President Trump has installed a nominee for a top Pentagon job in another, nearly identical position, after the Senate abruptly canceled his hearing last Thursday when it became clear they didn’t have enough votes to confirm him. Retired general and Fox News contributor Anthony Tata, Trump’s pick to be the next undersecretary of defense for policy, will now instead be “performing the duties of” the deputy undersecretary of defense for policy — a temporary position that does not require Senate confirmation. Tata has come under fire for promoting Islamophobic conspiracy theories, including calling former President Barack Obama a “terrorist leader”; calling Islam the “most oppressive violent religion I know of”; as well as pushing a conspiracy theory that former CIA Director John Brennan ordered the assassination of Trump in 2018 via a coded tweet.

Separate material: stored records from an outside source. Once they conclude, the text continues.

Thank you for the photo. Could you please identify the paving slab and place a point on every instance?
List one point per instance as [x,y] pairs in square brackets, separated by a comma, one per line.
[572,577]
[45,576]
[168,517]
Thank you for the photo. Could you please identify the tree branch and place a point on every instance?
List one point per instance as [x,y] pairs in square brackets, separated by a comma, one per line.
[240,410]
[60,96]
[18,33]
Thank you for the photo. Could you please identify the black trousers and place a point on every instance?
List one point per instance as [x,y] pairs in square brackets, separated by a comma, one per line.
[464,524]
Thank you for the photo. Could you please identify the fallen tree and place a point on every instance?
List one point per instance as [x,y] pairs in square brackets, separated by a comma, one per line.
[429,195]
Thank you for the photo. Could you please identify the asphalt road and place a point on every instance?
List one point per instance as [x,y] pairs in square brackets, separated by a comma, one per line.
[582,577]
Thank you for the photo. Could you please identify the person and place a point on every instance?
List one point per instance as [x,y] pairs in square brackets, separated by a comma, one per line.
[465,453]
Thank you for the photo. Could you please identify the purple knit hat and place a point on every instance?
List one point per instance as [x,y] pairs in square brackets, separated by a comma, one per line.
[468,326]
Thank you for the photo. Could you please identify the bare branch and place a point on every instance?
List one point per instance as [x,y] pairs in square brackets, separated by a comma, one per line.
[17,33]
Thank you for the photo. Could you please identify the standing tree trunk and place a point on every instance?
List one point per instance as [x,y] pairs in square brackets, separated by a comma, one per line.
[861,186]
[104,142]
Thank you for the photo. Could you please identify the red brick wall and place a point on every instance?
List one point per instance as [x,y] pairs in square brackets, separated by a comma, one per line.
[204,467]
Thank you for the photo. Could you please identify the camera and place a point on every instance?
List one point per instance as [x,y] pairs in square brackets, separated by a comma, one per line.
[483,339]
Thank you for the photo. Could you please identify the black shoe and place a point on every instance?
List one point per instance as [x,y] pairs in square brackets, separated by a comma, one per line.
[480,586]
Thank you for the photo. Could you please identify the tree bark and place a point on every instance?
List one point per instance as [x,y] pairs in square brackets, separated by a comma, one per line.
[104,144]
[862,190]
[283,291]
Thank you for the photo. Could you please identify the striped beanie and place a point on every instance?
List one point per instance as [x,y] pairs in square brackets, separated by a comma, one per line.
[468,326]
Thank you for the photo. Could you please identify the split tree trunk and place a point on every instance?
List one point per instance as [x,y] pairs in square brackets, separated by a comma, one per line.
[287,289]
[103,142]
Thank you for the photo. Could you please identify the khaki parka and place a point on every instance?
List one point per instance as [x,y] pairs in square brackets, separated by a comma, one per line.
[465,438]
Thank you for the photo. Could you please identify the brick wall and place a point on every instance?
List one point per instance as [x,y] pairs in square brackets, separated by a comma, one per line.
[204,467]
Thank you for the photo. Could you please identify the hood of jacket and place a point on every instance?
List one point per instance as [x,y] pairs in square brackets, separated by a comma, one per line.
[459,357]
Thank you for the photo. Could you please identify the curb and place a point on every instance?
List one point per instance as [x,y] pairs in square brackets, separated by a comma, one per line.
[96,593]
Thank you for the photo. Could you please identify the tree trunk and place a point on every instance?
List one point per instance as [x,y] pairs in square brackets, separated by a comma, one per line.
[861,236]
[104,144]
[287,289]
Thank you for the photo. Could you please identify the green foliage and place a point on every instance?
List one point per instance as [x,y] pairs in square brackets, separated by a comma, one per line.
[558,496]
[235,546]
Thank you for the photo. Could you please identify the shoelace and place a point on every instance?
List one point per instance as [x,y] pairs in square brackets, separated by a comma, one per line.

A federal appeals court overturned the death penalty sentence of Dzhokhar Tsarnaev, who was convicted of the 2013 Boston Marathon bombings, after the court determined the judge in his case did not thoroughly review jury members for bias. Tsarnaev will now have a new trial to determine his penalty. The attack killed three people and injured hundreds of others.
An active-duty U.S. Army sergeant has been identified as the man who killed antiracist protester Garrett Foster in Austin, Texas, last weekend. Daniel Perry said he acted in self-defense when he opened fire after driving his car into a crowd, but eyewitnesses have challenged this account. In June, Perry retweeted a post by President Trump referring to protesters as “anarchists” and “lowlifes,” adding the comment, “Send them to Texas we will show them why we say don’t mess with Texas.”
Meanwhile, in Portland, Oregon, antiracist and anti-police-brutality protests continued this weekend — now entering their third month — as federal agents drew down their presence last week after a widely condemned violent crackdown on the demonstrators.
In Washington, D.C., the Homeland Security official whose office put together intelligence reports on protesters and journalists covering protests in Portland has reportedly been removed from his post. Brian Murphy was reassigned to an administrative role within the agency on Friday. The intelligence reports compiled information on two journalists — from The New York Times and the blog Lawfare, respectively — who published leaked documents about DHS’s tactics to repress antiracist protesters, as well as some of the protesters.
In Michigan, a court of appeals freed a 15-year-old student Friday who had been locked up since mid-May for not doing her online schoolwork, pending an appeal of her case. Students have rallied behind the teen, known simply as “Grace” to protect her identity, saying she was unfairly targeted because she is Black.
In New York City, sex workers and their allies took to the streets Saturday for the Black Sex Worker Liberation March and Vigil. Among protesters’ demands were the decriminalization of sex work and a repeal of the so-called Walking While Trans ban, an anti-loitering and anti-sex-work law that activists and rights groups say is disproportionately used to attack trans people.
Madame Namio: “This work is the only work that has allowed me to regain agency over a body I was taught to hate my whole life.”